Compiled by: Asher, Odaily Planet Daily

After systematically analyzing over 112,000 Polymarket wallets and six months of on-chain data, a straightforward yet surprising conclusion emerged: about 87.3% of users ultimately lose money on the platform.

This analysis covers multiple key dimensions, including each on-chain transaction record, trading volume, win rate, profit and loss, market types participated in, entry times, and position sizes. The entire data整理 process took three weeks, and the final conclusion differs significantly from many people’s intuition.

Many believe that top traders in prediction markets have some obvious advantage—such as insider information or complex models unknown to most. But the data shows otherwise. That 1% of top players consistently do a few things well over the long term and repeat them. Meanwhile, the other 99% often do the opposite and then wonder why their funds keep draining.

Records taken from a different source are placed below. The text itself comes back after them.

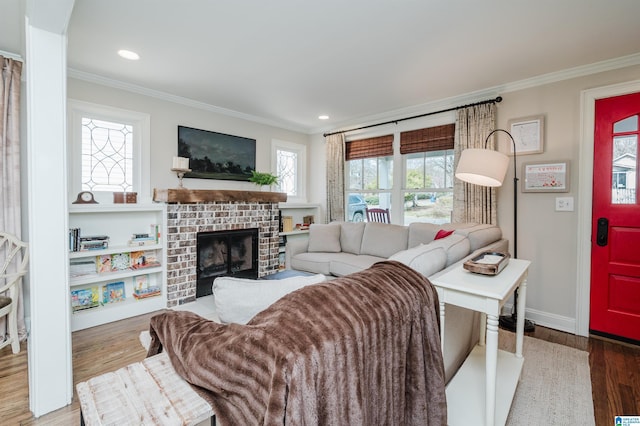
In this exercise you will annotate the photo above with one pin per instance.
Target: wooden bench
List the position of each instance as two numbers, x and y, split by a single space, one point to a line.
149 392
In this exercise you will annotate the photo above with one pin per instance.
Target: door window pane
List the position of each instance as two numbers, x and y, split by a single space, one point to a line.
627 125
625 159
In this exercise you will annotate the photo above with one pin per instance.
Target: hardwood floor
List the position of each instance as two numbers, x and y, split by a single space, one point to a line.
615 370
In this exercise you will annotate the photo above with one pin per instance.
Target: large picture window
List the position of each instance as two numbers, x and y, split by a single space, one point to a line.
428 174
369 170
289 163
422 190
109 151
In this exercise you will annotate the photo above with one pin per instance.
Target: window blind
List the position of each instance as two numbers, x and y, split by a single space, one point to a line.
429 139
381 146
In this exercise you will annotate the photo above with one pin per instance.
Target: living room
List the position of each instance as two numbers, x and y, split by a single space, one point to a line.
554 241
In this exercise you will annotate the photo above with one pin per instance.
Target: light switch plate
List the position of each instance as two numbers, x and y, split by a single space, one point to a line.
564 204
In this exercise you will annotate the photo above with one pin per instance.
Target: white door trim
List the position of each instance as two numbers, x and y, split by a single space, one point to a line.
585 177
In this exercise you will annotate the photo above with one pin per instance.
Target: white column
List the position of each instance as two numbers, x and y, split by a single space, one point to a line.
49 344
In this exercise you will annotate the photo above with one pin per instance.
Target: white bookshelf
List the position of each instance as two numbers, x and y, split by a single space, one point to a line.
119 222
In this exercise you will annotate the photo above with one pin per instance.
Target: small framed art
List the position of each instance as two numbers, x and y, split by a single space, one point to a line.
528 134
546 177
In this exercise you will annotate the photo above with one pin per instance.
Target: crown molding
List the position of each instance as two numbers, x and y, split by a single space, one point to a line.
117 84
471 97
10 55
467 98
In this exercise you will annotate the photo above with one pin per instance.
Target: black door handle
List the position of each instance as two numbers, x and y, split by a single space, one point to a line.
603 232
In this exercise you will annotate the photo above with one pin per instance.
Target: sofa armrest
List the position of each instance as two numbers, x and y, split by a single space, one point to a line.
294 247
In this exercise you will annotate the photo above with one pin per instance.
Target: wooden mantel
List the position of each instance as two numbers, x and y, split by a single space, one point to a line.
186 196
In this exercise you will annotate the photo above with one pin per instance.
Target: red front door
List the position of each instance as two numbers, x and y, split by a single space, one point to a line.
615 238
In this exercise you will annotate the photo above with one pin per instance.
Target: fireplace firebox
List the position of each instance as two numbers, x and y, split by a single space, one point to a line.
225 253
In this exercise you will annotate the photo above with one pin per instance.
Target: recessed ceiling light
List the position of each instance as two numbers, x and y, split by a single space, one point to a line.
127 54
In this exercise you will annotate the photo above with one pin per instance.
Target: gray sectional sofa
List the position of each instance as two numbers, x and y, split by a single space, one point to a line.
340 248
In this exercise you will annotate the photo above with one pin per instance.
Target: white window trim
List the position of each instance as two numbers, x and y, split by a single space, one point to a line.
141 123
301 150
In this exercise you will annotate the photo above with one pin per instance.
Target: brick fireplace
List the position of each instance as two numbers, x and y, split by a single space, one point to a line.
190 212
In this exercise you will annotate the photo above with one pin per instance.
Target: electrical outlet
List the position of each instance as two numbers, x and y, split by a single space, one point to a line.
564 204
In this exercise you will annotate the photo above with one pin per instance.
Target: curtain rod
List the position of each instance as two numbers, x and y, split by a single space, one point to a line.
488 101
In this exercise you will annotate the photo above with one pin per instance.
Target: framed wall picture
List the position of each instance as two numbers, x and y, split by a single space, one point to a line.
528 134
545 177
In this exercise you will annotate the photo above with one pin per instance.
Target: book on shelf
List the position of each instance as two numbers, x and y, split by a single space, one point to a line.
82 267
144 259
94 245
120 261
85 298
113 292
154 231
103 263
142 288
74 239
138 242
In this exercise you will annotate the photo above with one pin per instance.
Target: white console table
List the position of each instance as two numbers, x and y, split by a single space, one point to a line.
498 380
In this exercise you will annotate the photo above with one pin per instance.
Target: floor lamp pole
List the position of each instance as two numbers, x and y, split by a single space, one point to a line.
509 322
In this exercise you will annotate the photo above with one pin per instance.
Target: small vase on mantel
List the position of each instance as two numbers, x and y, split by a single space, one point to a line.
263 179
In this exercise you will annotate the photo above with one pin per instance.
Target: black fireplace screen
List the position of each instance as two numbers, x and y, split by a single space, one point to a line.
226 253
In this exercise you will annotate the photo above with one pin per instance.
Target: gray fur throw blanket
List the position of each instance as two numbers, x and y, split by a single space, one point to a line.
363 349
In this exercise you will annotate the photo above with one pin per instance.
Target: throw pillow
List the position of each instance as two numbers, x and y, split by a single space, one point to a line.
443 233
324 238
239 299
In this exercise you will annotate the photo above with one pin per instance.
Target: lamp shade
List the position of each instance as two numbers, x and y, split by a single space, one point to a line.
484 167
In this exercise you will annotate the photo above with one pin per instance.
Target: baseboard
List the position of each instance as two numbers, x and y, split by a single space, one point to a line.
546 319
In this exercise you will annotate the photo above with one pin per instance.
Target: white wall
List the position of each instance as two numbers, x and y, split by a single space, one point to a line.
165 118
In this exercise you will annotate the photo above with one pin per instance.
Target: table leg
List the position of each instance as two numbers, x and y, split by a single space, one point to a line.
442 326
491 369
522 297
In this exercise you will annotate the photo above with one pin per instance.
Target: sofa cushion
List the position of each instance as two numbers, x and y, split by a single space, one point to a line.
316 263
349 263
324 238
480 235
351 236
238 299
456 246
383 239
422 233
443 233
425 258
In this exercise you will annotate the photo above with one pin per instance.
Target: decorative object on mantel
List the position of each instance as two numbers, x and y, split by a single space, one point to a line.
125 197
180 166
263 179
191 196
85 197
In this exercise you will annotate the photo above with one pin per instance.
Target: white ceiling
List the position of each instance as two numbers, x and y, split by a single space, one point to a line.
287 61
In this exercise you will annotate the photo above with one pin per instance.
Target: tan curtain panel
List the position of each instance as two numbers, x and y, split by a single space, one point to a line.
474 203
335 177
381 146
10 213
430 139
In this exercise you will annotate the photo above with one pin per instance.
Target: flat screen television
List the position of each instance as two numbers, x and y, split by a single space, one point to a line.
214 155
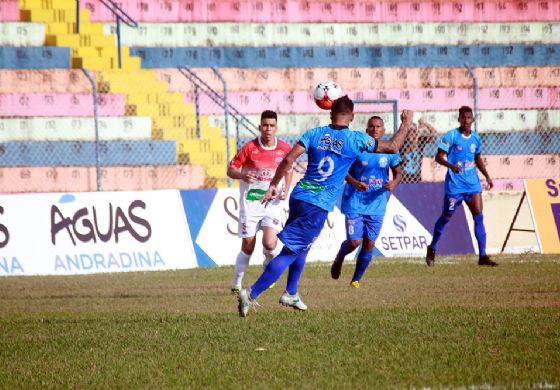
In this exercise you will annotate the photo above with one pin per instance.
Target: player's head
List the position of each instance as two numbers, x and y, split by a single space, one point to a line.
342 111
375 127
466 117
268 126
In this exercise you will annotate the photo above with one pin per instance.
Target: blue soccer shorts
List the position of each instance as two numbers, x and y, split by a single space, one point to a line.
360 226
304 224
452 201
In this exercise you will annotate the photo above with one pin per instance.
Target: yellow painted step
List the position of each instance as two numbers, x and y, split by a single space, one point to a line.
75 40
176 122
93 63
52 15
143 97
164 109
93 51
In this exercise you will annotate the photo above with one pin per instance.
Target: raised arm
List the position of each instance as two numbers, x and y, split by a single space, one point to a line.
398 139
284 167
397 177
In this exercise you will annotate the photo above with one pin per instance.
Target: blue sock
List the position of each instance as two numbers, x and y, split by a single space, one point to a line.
273 271
364 258
438 230
294 273
344 250
480 233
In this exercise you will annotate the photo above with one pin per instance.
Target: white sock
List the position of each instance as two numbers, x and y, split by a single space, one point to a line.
241 264
269 255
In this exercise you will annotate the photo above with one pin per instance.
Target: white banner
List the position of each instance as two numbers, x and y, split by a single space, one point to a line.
218 235
82 233
402 235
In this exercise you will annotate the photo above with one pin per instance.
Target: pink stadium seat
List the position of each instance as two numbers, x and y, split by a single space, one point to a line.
60 179
9 11
63 104
297 79
414 99
333 11
43 80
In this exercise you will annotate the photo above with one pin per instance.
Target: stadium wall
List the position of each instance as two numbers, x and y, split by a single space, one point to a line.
89 232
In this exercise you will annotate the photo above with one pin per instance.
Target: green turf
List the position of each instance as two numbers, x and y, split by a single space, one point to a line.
452 326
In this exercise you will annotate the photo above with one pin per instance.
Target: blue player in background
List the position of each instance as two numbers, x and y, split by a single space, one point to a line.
331 150
364 202
459 151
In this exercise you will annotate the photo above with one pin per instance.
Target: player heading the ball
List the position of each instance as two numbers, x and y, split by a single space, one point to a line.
331 150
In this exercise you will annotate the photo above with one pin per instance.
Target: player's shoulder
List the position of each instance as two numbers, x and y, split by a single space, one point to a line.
283 145
252 144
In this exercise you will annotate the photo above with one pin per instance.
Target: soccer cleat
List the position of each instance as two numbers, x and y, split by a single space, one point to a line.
430 256
485 260
336 267
293 301
245 303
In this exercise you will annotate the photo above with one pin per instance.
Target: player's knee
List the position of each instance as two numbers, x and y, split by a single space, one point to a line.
353 244
368 245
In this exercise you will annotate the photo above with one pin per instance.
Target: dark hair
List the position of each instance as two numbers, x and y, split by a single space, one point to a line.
269 114
343 105
464 109
376 117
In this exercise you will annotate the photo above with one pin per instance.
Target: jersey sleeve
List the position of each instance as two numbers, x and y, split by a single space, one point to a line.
305 139
446 142
395 160
365 143
239 160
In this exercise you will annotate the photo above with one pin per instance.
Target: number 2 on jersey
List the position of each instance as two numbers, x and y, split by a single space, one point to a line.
325 173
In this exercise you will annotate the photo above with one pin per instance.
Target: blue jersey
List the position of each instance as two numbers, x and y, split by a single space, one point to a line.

Polymarket’s Leaderboard Is Actually Very Misleading

If you open Polymarket’s leaderboard and sort by profit (PnL), you’ll notice anomalies. For example, the top-ranked wallet has only 22 positions; the fourth-ranked wallet has just 8 trades; and the eighth-ranked wallet, with only one bet, still ranks in the top ten historically.

These addresses are hardly true traders. Often, they are whales placing a single large bet—over $5 million—on one event and just happened to be right; or they have informational advantages, or both. But with only a few trades, there’s almost no way to learn consistent trading patterns. This looks more like a “coin flip” with huge capital rather than a replicable strategy.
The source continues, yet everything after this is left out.